In college, a friend of mine had a TV whose picture would mess up every so often, and the solution was to take it in the hallway and drag up and then back down the hall by the power cord. Then, when set up again, it would work again.

There was never an explanation, that I know of, for why. Presumably there was some simpler method that would have achieved the same result but no one was interested in that.

[–] seathru@lemmy.sdf.org 13 points 17 hours ago (1 children)

Also in college, I had a "gaming" CRT that I refused to let die. Towards the end of it's life, it wouldn't turn on if the temperature got too low. But would work fine if I "preheated" it in the oven. Once it was on it would stay on.

It rocked on nearly a year like that until I decided to smoke a bowl while it warmed up and came back to monitor shaped blob.

[–] Akasazh@feddit.nl 2 points 4 hours ago (1 children)
[–] Threeme2189@sh.itjust.works 1 points 3 hours ago

Approximately CRT sized

[–] tyler@programming.dev 10 points 18 hours ago (2 children)

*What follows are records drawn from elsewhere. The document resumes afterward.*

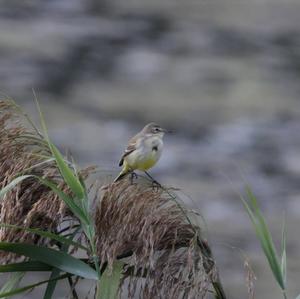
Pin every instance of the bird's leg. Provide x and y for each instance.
(155, 183)
(133, 176)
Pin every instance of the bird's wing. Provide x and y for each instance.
(131, 147)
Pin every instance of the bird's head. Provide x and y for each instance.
(154, 129)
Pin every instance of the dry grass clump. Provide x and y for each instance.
(148, 225)
(29, 204)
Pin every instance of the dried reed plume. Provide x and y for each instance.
(165, 248)
(29, 204)
(166, 255)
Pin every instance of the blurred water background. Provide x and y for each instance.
(222, 74)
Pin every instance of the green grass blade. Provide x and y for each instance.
(264, 236)
(266, 241)
(12, 283)
(51, 284)
(77, 211)
(66, 172)
(58, 259)
(110, 282)
(30, 287)
(46, 234)
(55, 272)
(12, 184)
(283, 254)
(25, 266)
(68, 175)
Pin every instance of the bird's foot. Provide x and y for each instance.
(156, 185)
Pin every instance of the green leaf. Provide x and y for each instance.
(46, 234)
(30, 287)
(51, 284)
(68, 175)
(110, 282)
(12, 283)
(77, 211)
(58, 259)
(55, 272)
(266, 241)
(25, 266)
(65, 171)
(12, 184)
(283, 254)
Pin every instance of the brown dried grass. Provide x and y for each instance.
(29, 204)
(148, 225)
(166, 256)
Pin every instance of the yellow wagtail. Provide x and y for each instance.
(143, 150)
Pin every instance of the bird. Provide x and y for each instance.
(143, 150)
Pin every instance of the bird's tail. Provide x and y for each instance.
(121, 175)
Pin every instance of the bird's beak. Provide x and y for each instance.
(166, 131)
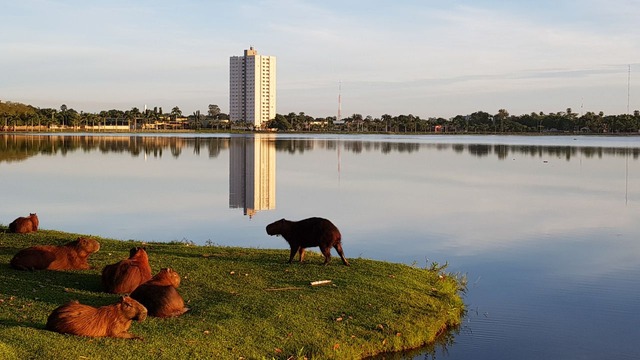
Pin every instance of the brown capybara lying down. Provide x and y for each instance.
(159, 295)
(111, 320)
(23, 225)
(72, 255)
(124, 276)
(308, 233)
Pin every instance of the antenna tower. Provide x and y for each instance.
(628, 89)
(339, 101)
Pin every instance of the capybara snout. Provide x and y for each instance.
(309, 232)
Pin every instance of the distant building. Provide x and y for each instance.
(252, 88)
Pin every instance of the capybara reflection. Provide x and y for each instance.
(23, 225)
(309, 233)
(72, 255)
(159, 295)
(111, 320)
(124, 276)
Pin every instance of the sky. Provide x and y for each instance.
(429, 58)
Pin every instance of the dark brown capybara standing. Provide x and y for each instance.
(106, 321)
(159, 295)
(24, 225)
(124, 276)
(309, 232)
(73, 255)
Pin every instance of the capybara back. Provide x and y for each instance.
(24, 225)
(73, 255)
(126, 275)
(309, 232)
(107, 321)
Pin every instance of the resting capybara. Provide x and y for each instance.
(72, 255)
(23, 225)
(159, 295)
(111, 320)
(308, 233)
(124, 276)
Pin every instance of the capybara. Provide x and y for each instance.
(309, 232)
(23, 225)
(111, 320)
(72, 255)
(124, 276)
(159, 295)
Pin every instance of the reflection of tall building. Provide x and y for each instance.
(252, 173)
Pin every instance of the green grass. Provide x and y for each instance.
(245, 304)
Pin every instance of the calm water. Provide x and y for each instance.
(546, 229)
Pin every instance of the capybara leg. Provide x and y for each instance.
(294, 250)
(338, 248)
(126, 335)
(326, 251)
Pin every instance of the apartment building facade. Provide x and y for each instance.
(252, 88)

CRT? You were probably generating enough static electricity to do the electron realignment thing that they usually have a button to do.

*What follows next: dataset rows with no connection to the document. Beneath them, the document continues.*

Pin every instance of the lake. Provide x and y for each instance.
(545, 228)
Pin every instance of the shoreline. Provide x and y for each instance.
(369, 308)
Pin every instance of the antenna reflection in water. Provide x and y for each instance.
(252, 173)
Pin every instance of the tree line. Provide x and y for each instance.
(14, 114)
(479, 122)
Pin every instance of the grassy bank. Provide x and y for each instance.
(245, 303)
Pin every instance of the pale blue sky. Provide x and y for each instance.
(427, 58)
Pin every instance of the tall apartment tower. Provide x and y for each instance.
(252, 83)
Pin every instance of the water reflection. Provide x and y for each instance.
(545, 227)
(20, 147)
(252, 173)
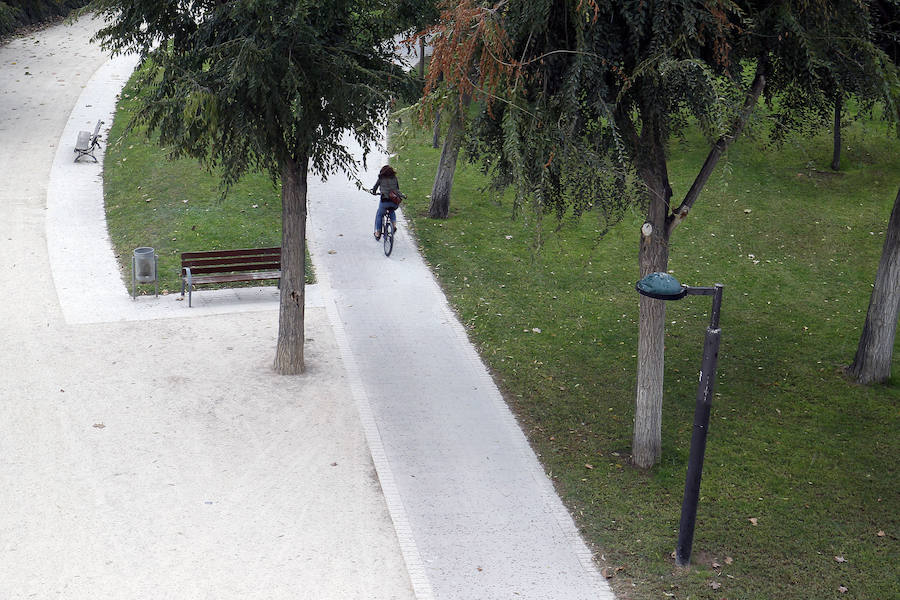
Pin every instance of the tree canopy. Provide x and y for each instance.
(267, 85)
(581, 99)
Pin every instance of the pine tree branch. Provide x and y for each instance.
(718, 149)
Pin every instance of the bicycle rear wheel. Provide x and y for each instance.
(388, 237)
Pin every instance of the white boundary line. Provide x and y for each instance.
(414, 566)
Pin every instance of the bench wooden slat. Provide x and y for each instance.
(224, 253)
(224, 263)
(226, 266)
(230, 268)
(255, 276)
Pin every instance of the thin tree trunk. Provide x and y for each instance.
(443, 179)
(289, 352)
(422, 57)
(836, 155)
(436, 133)
(653, 256)
(872, 363)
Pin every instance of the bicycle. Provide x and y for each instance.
(387, 231)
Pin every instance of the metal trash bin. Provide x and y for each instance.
(143, 269)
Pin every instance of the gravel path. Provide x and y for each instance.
(147, 456)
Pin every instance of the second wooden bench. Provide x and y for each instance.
(226, 266)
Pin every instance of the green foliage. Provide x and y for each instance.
(793, 444)
(247, 86)
(600, 83)
(175, 207)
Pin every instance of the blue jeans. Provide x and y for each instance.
(383, 206)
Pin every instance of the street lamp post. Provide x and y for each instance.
(663, 286)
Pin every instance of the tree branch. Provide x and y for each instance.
(719, 148)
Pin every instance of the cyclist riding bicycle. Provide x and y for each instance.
(387, 181)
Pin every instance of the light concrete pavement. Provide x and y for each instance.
(142, 455)
(147, 450)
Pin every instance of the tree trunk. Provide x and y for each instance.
(653, 256)
(836, 155)
(443, 179)
(289, 352)
(872, 363)
(436, 133)
(422, 58)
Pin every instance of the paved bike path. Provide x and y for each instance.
(484, 519)
(144, 455)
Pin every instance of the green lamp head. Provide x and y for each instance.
(661, 286)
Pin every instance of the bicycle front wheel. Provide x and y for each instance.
(388, 237)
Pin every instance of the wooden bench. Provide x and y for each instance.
(88, 142)
(225, 266)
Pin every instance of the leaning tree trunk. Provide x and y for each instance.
(289, 352)
(443, 179)
(421, 58)
(872, 363)
(653, 256)
(836, 154)
(436, 131)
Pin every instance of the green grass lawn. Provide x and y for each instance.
(175, 206)
(800, 493)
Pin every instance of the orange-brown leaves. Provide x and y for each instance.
(471, 49)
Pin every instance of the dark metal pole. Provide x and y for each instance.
(701, 426)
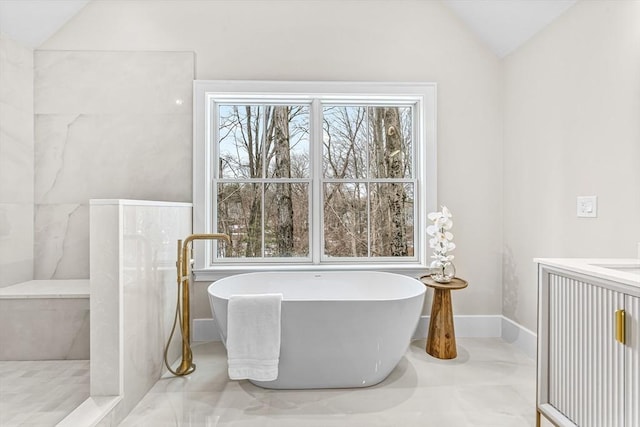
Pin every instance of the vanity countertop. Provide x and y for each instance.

[–] Rubanski@lemm.ee 2 points 6 hours ago (1 children)
[–] PhilipTheBucket@ponder.cat 2 points 5 hours ago

Woooomwmwmwmwmwmwmmmmm clear picture

[–] PhilipTheBucket@ponder.cat 6 points 18 hours ago

CRT, yes. I really hope that static electricity was the explanation honestly. I sort of always assumed that it was just tilting it forward jiggled something around back into place, something stupid like that, but they swore that was the only thing that worked. It would please me greatly to think that they were right and the dragging across carpet was actually a vital component that they had figured out.

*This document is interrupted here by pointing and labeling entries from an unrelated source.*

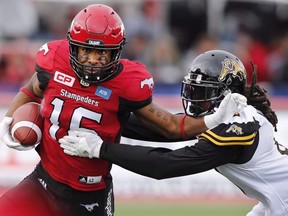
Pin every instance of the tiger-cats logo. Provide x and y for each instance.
(230, 66)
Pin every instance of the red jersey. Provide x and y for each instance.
(103, 108)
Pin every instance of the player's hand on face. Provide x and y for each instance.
(82, 144)
(7, 138)
(231, 104)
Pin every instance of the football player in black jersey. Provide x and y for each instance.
(242, 148)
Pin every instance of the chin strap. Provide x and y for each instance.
(182, 128)
(31, 94)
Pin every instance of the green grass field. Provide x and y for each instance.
(137, 209)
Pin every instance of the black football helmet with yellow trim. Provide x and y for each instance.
(210, 76)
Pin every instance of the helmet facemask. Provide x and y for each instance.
(200, 96)
(211, 75)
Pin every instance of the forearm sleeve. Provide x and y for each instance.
(160, 163)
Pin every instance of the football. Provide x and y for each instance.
(27, 125)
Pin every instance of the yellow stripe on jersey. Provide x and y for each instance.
(232, 134)
(226, 141)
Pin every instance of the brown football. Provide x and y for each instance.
(27, 124)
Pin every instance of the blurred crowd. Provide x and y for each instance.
(164, 35)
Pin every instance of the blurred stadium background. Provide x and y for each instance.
(165, 35)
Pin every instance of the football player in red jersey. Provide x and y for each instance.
(242, 148)
(83, 84)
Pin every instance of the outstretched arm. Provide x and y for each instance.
(182, 127)
(158, 163)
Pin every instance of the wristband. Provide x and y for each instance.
(182, 127)
(30, 94)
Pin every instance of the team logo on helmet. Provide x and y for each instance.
(230, 66)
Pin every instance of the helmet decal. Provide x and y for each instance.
(230, 66)
(210, 75)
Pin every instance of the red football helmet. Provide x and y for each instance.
(98, 27)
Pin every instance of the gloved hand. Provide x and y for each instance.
(82, 144)
(231, 104)
(7, 138)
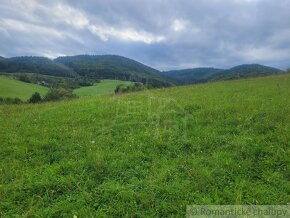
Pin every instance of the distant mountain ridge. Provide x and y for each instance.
(200, 75)
(113, 67)
(92, 66)
(122, 68)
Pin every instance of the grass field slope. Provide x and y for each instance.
(103, 88)
(14, 88)
(149, 153)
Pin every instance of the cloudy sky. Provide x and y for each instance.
(166, 34)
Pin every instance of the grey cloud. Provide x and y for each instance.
(164, 34)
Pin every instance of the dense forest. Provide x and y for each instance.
(87, 69)
(200, 75)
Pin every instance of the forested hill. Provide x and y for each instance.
(189, 76)
(199, 75)
(92, 66)
(113, 67)
(245, 71)
(122, 68)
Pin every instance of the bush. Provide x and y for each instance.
(129, 88)
(55, 94)
(35, 98)
(10, 101)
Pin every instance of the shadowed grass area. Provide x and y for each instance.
(14, 88)
(103, 88)
(149, 153)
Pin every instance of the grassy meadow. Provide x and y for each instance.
(149, 153)
(14, 88)
(103, 88)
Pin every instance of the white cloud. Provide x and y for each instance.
(105, 32)
(178, 25)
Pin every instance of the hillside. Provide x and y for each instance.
(244, 71)
(190, 76)
(13, 88)
(39, 65)
(113, 67)
(200, 75)
(105, 87)
(148, 154)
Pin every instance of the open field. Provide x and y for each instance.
(103, 88)
(148, 153)
(14, 88)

[–] PerogiBoi@lemmy.ca 4 points 17 hours ago (1 children)

Our old CRT tv would all of a sudden go full volume at random and the only way to fix it to go back to a normal volume level was to smack the side of the tv.

[–] PhilipTheBucket@ponder.cat 7 points 17 hours ago* (last edited 17 hours ago) (1 children)

I owned a computer for a while for which the standard startup procedure involved smacking it hard on the top to make sure everything was seated right.

Back then everything was made of metal, and it was an ugly white color, and we hit our computers if they weren't doing what we wanted. We all knew what our ports and IRQs were. It was great days.

[–] MelodiousFunk@slrpnk.net 5 points 15 hours ago

As someone whose job it was to fix other people's computers when they borked the IRQs, before the days of drivers being widely available online... I can't say it was all that fun from my end.

[–] Kolanaki@pawb.social 2 points 17 hours ago* (last edited 17 hours ago) (1 children)

Anyone else ever flip their huge CRT TV sideways for Ikaruga on the GameCube? I literally had the one shown in the meme and had to devise a way to keep it from rolling back, since the edges on the sides were NOT designed to be used that way 🤣

[–] PhilipTheBucket@ponder.cat 2 points 5 hours ago* (last edited 5 hours ago)

I started work at a place that gave us single CRT monitors and expected us to do programming on them. I scoffed at the suggestion, ordered a Dell LCD monitor in the days when you had to mess around with screws and XF86Config to remount it vertically, and made for myself a 2-monitor setup with all the code on the vertical monitor on the side. I am not trying to brag when I say that I instantly became the alpha nerd of the office.